Wednesday, May 23, 2012

Europe Stocks Rise

European stock markets registered strong gains Wednesday, due to a slew of solid economic readings around the globe and well-received German and Portuguese debt auctions, which combined to buoy market sentiment.

The mood was lifted early Wednesday after the release of China's official manufacturing Purchasing Managers' Index, which rose to 50.5 in January from 50.3 in December, and was higher than the 49.5 forecast by economists.

Sentiment was further propped up by euro-zone manufacturing PMI rising to 48.8 from 46.9 in December, and the U.K. manufacturing PMI jumping to 52.1, against expectations for a reading of 49.7.

And in the U.S., the Institute for Supply Management's manufacturing PMI increased to 54.1 in January from a revised 53.1 in December, first reported as 53.9, indicating the country's manufacturing sector's expansion stayed on track in January.

The strong manufacturing readings indicate that a global recession can be averted, said Angus Campbell, head of sales at Capital Spreads, noting that if the recovery in the global economy can be sustained, this would prove to be a good time to buy stocks.

"Investors are becoming more and more optimistic that the major threat to growth, the European sovereign debt crisis, is slowly but surely being eradicated as central banks continue to flood the system with liquidity. So far this action has managed to avert a credit crunch, brought the yields on government bonds down and helped to boost confidence," added Mr. Campbell.

Late in Europe, the Stoxx Europe 600 index ended up 2% at 259.51. The U.K.'s FTSE 100 index ended up 1.9% at 5790.72, Germany's DAX rose 2.4% to 6616.64 and France's CAC-40 index finished up 2.1% at 3367.46.

European equities have had their best start to the year since 1998 and U.S. stocks managed to record their largest January gains in 15 years. Deutsche Bank's strategists noted that the Stoxx Europe 600 index has generated a total return of more than 4% during January, the best January return since 1998. "Earnings momentum has bottomed, the global economy is firmer and the three-year longer-term refinancing operation is positive for banks," they added.

Indeed, banks were the standout gainers Wednesday, amid growing expectations that Greece will conclude its talks with private-sector bondholders on the restructuring of its debt. The Stoxx Europe 600 banks index was up 3.8%. Banco Popular Espanol gained 4.6% after posting a 10% rise in fourth-quarter net profit. In London, Lloyds Banking Group rose 5.2% after announcing a restructure of its management team.

Debt auctions were in focus Wednesday. Germany sold €4.093 billion of 10-year bunds.
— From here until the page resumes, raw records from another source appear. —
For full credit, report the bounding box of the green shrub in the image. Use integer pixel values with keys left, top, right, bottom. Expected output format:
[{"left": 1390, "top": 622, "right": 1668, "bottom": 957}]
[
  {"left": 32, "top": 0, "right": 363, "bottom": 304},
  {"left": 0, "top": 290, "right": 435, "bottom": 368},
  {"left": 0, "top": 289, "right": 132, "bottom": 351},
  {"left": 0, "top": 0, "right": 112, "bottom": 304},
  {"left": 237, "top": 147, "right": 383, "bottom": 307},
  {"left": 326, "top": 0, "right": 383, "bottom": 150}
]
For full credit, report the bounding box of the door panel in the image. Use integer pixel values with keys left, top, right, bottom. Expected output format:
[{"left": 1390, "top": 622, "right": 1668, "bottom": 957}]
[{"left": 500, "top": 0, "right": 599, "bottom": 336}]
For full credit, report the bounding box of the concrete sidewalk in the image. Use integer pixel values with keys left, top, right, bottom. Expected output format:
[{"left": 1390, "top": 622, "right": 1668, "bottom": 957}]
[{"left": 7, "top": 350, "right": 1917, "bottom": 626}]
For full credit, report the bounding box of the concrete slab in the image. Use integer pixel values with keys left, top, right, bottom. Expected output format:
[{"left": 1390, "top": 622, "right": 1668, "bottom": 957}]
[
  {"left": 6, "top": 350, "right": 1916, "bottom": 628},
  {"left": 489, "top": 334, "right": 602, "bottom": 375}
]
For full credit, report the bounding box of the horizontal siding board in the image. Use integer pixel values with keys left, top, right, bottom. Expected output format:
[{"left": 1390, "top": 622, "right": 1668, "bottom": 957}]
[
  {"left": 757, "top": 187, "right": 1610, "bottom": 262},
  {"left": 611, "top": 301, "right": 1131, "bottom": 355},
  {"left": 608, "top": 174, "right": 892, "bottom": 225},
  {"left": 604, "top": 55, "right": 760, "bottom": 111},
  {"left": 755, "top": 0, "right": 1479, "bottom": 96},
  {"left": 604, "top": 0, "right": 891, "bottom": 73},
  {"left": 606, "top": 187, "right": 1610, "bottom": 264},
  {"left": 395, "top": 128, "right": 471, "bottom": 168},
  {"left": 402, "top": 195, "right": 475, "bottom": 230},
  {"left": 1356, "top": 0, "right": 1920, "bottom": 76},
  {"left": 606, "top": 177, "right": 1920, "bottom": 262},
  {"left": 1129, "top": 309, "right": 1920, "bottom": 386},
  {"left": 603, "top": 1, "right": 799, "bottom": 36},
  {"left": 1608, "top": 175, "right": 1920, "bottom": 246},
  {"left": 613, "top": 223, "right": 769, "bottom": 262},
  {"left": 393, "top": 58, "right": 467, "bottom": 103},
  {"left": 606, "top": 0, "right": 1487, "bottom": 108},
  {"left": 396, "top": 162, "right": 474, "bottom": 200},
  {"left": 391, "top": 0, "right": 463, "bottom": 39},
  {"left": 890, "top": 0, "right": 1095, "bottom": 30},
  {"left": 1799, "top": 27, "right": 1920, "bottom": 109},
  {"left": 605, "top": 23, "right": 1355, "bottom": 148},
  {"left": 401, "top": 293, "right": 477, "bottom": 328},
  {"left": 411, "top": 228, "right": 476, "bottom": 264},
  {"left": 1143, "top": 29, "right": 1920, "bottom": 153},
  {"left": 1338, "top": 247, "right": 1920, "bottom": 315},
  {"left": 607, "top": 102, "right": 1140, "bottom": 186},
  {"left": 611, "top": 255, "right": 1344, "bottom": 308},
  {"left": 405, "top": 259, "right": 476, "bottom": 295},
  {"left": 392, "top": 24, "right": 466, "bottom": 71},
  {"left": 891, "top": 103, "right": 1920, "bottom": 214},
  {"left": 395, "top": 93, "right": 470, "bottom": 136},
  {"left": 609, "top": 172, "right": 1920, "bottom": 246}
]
The auction "went relatively well, showing good interest for the paper," said Newedge.

Meanwhile, Portugal sold the maximum targeted €1.5 billion of three- and six-month treasury bills.

"The lower accepted yields are a positive, albeit with the gloss on this taken off somewhat by the softening of demand," said Rabobank.

"From a 'restructuring contagion' perspective, these sales will do nothing to add to recent concerns but, then again, neither will they provide any safeguard against fears ratcheting up once again should, as seems perhaps likely, the market returns to fretting over the possibility Greece's restructuring will prove to be a template rather than a one-off solution," it added.

Other economic data helped support the bullish tone in the market. Earlier, data showed inflation in the euro zone held steady at 2.7% in January, in line with expectations.

In the U.S., the ADP employment report suggested the country gained 170,000 new private-sector jobs in January, in line with economists' expectations, while construction spending jumped 1.5% in December, better than expectations for a 0.5% rise. Late in Europe, the Dow Jones Industrial Average climbed 1.1% to 12767, while the Standard & Poor's 500-stock index rose 1.0% to 1326.

In currency markets, the euro gained ground against the dollar on the bullish tone in stock markets, although investors are still waiting for an agreement between Greece and its private-sector creditors. By late European trade, the single currency was fetching $1.3191 from $1.3083 late Tuesday in New York. The dollar was at ¥76.12 from ¥76.27.

Among commodities, light, sweet crude for March delivery was up two cents at $98.50 on the New York Mercantile Exchange. Gold for February delivery was up $11.70 at $1,752.10 per troy ounce late in Europe on the Comex division of Nymex.